Interpretive Summary: Soil redoximorphic features (SRFs) are patches of different color soil material found in soil horizons. They are formed by chemical reactions associated with alternating periods of aeration interspersed with water-saturated or oxygen-deprived conditions. They provide scientists and land managers with information about past and present soil moisture regimes. The objective of this study was to develop a new method of SRF identification and quantification from soil cores using a digital camera and image classification software. In addition, the effects of soil moisture at time of assessment and image processing on the quantification and interpretation of SRF metrics were determined. Sections from soil cores were photographed under controlled light conditions and SRFs were determined by grouped Munsell soil colors. Quantification of SRFs at increasing moisture content showed few differences once a specific moisture state was reached but large differences between air-dry and moist surfaces were observed. Metrics characterizing SRF boundaries, shapes, number of SRFs, and mean area of SRFs were sensitive to post-classification image smoothing. Methods demonstrated by this study provide an opportunity to better integrate pedology with other related earth sciences by allowing standardized quantification of SRFs as well as a determination of human error associated with current visual estimates. These assessments will benefit land managers and scientists who depend on SRF characterization to make inferences on soil moisture.
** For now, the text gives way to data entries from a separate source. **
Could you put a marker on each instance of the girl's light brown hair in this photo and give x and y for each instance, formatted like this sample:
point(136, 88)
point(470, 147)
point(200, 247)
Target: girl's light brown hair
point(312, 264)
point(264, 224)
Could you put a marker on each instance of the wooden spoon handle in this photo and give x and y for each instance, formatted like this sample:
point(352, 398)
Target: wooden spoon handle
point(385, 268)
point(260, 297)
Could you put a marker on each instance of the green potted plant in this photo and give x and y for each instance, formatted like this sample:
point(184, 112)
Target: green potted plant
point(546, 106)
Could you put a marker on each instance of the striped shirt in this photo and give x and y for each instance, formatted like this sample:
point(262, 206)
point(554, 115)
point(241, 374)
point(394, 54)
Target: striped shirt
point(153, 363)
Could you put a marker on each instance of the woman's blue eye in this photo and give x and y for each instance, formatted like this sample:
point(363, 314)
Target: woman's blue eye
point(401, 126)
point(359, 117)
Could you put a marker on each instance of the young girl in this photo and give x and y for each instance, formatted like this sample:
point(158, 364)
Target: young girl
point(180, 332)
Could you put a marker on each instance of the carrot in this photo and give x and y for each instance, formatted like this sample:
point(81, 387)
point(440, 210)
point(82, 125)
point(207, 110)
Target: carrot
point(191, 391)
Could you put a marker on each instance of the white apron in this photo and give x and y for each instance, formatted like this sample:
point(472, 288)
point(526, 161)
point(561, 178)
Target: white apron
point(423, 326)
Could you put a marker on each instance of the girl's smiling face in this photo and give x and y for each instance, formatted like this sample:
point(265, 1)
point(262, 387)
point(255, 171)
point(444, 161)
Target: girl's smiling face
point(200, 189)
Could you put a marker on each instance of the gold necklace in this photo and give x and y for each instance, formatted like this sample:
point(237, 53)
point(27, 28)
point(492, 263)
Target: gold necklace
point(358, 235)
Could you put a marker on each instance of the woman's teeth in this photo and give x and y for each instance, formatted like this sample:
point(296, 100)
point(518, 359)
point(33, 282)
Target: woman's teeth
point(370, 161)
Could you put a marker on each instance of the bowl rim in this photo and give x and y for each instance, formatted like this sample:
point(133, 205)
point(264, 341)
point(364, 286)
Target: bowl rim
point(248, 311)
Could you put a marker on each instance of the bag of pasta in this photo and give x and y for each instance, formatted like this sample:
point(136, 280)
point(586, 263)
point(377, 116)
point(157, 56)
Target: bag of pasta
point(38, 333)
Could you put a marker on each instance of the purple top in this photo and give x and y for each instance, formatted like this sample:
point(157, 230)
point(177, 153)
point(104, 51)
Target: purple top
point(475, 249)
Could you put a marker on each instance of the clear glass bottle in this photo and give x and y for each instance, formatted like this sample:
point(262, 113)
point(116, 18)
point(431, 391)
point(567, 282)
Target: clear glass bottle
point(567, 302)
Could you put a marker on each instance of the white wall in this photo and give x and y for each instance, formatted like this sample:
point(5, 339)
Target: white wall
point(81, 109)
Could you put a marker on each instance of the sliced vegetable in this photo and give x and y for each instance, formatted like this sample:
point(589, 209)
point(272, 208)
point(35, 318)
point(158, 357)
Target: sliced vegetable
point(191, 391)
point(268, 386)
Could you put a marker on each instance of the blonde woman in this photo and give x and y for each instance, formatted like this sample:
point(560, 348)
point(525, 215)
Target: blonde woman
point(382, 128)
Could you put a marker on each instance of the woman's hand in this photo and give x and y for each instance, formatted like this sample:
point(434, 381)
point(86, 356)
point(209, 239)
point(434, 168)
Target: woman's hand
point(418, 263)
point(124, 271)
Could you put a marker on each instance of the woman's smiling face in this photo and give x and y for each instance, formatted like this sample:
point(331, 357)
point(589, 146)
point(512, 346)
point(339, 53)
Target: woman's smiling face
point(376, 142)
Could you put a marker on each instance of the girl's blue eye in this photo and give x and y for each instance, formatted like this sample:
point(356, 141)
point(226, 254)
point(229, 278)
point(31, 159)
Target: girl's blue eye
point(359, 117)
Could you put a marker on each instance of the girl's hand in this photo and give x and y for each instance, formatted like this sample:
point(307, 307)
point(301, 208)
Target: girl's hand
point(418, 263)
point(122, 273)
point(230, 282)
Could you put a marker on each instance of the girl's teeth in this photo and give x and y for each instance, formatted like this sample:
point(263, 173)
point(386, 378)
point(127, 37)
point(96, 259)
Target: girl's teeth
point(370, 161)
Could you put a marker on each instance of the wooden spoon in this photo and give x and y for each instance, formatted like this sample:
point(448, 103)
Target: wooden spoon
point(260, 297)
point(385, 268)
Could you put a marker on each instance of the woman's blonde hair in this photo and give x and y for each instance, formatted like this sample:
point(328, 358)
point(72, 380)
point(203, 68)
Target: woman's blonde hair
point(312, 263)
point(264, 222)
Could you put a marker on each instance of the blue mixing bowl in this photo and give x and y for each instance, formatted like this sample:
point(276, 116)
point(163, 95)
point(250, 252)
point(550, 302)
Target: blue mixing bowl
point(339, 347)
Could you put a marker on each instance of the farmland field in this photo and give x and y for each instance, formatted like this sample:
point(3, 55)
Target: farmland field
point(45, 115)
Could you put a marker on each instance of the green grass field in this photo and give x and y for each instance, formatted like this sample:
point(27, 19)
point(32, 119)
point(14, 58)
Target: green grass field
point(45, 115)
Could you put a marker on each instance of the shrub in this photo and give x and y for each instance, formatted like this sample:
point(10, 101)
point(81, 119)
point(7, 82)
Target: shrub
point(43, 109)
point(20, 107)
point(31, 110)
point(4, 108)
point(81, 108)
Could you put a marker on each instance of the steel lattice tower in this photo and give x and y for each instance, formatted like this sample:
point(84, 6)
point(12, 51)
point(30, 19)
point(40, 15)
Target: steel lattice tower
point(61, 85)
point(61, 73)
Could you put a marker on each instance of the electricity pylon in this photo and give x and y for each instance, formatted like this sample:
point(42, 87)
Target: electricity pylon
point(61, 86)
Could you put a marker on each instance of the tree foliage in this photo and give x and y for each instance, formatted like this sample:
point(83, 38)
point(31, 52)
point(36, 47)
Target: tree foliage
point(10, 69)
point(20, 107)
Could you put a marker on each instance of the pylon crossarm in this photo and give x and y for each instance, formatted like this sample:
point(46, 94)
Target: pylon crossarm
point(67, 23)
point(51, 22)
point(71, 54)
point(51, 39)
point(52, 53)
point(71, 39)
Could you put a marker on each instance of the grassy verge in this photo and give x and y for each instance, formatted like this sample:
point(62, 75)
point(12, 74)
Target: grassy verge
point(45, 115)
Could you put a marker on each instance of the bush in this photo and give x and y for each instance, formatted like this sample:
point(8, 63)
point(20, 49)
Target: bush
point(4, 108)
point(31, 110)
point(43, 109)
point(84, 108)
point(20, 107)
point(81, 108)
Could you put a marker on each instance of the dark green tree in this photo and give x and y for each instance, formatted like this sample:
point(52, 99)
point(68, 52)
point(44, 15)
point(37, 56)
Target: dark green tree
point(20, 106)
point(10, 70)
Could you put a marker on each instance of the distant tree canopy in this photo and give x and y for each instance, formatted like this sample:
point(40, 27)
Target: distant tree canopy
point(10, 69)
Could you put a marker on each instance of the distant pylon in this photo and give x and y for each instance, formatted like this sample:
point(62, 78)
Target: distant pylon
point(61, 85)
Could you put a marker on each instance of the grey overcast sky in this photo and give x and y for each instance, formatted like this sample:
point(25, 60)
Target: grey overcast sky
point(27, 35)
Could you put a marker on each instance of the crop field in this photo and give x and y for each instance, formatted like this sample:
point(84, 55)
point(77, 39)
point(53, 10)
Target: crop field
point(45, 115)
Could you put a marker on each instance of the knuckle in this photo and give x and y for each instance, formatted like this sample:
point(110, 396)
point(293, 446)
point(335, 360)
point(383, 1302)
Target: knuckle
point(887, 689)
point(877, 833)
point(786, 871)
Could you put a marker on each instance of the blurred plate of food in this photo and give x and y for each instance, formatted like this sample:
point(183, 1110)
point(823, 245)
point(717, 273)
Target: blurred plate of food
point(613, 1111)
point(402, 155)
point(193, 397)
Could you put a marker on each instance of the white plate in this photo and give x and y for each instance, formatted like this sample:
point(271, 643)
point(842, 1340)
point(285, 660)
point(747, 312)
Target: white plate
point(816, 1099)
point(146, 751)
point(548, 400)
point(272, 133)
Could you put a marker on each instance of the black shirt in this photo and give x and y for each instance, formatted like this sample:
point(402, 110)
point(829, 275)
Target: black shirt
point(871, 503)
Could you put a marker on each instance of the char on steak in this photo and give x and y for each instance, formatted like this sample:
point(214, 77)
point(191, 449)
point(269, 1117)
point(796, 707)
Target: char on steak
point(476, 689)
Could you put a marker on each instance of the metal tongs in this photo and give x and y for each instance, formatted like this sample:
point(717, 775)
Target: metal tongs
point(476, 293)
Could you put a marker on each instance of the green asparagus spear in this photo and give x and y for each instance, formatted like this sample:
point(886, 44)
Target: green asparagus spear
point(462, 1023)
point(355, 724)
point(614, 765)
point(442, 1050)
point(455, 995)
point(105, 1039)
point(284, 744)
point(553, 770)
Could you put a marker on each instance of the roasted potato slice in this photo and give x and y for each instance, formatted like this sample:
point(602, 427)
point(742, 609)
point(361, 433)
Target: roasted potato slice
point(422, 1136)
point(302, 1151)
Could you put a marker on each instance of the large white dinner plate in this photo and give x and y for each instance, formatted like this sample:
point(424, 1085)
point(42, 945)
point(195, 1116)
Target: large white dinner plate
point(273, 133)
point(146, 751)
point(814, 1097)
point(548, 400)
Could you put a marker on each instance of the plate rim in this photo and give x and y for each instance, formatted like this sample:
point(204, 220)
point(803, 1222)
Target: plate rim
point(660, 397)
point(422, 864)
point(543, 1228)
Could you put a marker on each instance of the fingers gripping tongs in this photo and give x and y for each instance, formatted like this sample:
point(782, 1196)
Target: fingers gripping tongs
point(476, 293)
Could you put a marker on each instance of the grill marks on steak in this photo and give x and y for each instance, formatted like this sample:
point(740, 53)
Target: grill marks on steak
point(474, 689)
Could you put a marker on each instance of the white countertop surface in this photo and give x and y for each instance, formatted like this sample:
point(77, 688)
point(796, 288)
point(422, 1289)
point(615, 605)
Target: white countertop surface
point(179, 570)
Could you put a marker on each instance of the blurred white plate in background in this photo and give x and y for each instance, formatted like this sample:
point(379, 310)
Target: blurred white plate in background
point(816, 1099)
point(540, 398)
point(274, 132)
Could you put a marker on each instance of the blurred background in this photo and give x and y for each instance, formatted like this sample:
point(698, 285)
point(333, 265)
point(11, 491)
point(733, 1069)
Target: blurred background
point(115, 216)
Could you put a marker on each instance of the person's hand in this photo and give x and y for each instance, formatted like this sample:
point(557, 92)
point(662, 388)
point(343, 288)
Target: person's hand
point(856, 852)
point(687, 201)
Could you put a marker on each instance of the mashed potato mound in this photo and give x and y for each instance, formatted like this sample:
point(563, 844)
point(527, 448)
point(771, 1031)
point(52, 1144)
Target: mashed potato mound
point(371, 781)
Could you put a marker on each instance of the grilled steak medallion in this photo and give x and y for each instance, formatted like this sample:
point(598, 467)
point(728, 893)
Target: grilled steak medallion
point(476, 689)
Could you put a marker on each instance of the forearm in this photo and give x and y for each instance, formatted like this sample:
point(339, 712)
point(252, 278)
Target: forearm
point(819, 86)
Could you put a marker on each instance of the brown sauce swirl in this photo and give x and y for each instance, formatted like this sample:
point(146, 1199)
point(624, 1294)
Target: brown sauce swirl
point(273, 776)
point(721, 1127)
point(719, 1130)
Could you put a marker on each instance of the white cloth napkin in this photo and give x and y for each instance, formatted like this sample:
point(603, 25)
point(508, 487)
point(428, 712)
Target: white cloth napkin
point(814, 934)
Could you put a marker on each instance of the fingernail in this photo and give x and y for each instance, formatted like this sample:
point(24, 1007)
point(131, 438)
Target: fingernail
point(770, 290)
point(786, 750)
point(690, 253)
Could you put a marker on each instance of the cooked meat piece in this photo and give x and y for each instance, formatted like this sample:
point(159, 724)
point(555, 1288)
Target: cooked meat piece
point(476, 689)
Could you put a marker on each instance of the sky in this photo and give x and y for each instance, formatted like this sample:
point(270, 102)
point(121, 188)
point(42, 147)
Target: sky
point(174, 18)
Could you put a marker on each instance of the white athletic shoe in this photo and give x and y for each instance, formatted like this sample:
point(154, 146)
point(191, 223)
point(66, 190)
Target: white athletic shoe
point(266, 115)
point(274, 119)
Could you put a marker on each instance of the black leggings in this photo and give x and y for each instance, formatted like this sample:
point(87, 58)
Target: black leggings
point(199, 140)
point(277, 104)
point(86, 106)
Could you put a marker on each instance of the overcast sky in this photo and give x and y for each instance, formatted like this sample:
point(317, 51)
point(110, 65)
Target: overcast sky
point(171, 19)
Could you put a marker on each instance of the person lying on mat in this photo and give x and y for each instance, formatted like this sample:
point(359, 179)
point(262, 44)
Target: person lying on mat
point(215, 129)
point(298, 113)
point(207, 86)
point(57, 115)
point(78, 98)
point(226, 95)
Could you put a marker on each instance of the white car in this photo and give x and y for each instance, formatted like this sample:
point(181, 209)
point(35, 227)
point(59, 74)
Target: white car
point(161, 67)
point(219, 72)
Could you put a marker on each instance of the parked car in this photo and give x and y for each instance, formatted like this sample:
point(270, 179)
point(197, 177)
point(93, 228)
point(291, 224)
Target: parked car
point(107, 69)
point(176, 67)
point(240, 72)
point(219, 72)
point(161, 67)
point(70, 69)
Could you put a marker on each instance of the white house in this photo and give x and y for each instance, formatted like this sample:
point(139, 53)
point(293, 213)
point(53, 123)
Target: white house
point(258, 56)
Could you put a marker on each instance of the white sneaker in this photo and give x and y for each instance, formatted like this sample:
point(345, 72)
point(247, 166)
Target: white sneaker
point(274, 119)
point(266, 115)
Technical Abstract: Soil redoximorphic features (SRFs) have provided scientists and land managers with insight into relative soil moisture for approximately 60 years. The overall objective of this study was to develop a new method of SRF identification and quantification from soil cores using a digital camera and image classification software. Additional objectives included a determination of soil moisture effects on quantified SRFs and image processing effects on interpretation of SRF metrics. Eighteen horizons from selected landscapes in the Central Claypan Area, northcentral Missouri, USA were photographed from exposed soil cores under controlled light conditions. A 20 cm2 area was used for SRF quantification following a determination of the initial gravimetric water content of horizon faces. Overall color determination accuracy was 99.6% based on Munsell soil color groupings used for SRF identification. Rewetting of air-dry horizon faces by successive application of 1mL of deionized water demonstrated little change in identified SRFs after seven applications. Mean change in identified Low Chroma and High Chroma between the seventh and tenth rewetting sequences was 2% (SD ± 4) and 0.03% (SD ± 0.3), respectively. However, ten of eighteen horizons contained greater area of Low Chroma after ten rewetting sequences compared to the same horizon at the initial moisture state. Metrics characterizing SRF boundaries, shapes, number of SRFs, and mean area of SRFs were sensitive to post-classification image smoothing. Methods demonstrated by this study provide an opportunity to better integrate pedology with other related earth sciences by allowing standardized quantification of SRFs as well as a determination of human error associated with current visual estimates.